Mechanical Properties of Nanoceramic Silicon Carbide

Generation IV nuclear reactors will use the TRISO fuels, a type of micro fuel particle. It consists of a fuel kernel coated with four layers of isotropic material. One of the materials considered for these layers is silicon carbide ceramic. This lightweight material can maintain chemical and dimensional stability in adverse environments at very high temperatures up to 3000\r{ } C, and it is chemically inert. It is widely used as a semiconductor material in electronics because of its high thermo conductivity, high electric field break down strength, and high maximum current density, which makes it more desirable than silicon.
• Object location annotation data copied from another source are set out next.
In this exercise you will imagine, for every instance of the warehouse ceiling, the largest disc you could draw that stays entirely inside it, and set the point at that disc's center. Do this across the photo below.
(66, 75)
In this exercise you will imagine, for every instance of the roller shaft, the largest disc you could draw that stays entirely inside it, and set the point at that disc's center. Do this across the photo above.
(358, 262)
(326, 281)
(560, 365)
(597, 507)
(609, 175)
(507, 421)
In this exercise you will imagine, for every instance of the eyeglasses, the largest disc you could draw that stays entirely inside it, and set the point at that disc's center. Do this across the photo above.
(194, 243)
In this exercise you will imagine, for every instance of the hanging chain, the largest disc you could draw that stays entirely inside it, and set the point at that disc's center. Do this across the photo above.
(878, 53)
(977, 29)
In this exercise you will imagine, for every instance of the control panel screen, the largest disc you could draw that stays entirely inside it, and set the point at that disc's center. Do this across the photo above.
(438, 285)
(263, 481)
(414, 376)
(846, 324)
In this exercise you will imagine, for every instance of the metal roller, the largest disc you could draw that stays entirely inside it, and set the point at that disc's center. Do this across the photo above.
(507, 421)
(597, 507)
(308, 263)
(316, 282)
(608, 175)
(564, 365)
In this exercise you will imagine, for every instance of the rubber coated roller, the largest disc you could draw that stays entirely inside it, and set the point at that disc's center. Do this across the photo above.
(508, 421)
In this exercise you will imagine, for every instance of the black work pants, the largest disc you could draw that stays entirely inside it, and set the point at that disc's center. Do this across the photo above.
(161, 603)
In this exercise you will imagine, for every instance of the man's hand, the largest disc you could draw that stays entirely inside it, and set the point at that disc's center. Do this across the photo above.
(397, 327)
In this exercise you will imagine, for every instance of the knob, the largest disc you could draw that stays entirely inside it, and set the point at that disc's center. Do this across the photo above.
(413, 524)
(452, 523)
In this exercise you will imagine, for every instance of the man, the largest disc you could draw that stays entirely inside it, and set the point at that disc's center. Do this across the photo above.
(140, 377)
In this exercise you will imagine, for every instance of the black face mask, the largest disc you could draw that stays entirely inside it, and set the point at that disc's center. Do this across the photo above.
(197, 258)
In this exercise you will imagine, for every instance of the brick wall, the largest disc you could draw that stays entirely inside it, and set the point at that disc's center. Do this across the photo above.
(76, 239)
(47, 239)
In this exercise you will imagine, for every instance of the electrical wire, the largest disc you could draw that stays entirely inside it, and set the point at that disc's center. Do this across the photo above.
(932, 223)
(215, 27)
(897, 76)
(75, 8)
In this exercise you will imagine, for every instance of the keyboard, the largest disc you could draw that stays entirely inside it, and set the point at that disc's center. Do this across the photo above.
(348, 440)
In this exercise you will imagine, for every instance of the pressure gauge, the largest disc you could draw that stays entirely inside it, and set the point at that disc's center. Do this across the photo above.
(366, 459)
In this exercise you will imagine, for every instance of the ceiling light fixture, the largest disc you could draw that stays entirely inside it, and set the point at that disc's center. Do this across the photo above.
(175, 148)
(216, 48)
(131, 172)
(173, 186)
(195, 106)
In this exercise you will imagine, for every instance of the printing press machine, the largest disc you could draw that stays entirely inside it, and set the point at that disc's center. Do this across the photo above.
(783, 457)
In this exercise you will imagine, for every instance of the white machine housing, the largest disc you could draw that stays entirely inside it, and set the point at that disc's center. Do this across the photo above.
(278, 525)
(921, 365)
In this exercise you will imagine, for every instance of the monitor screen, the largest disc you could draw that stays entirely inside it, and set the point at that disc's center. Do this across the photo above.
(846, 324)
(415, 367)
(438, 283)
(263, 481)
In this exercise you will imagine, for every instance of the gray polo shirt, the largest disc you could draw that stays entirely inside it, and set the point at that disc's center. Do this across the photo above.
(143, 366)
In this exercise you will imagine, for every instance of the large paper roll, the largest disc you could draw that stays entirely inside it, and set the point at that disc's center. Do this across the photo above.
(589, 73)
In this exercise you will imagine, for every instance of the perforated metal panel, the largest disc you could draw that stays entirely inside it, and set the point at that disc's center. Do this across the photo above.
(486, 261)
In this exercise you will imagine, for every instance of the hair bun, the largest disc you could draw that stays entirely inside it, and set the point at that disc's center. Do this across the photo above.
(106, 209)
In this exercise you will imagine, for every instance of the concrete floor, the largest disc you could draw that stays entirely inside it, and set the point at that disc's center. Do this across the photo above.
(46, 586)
Silicon carbide has a very low coefficient of thermal expansion and has no phase transition that would discontinue its thermal expansion. At the Center for Irradiation of Materials (C.I.M.) we are developing a new fabrication process for nanopowdered silicon carbide for TRISO fuel coating purposes. We also study the mechanical properties of the material produced. Among the different test being performed are particle induced X-ray emission (PIXE) an Rutherford backscattering spectroscopy (RBS). The mechanical properties of interest are hardness (measured by Vickers Hardness machine), toughness (measured by the Anstis equation, K$_{IC}$= 1.6 x 10$^{-2}$(E/H)$^{1/2}$(P/C$_{0}^{3/2}$, where P=load, C$_{0}$=crack length, E=Young's modulus and H=Vickers Hardness), tensile strength and flexural strength (measured by a three point bend test). Results will be presented during the meeting.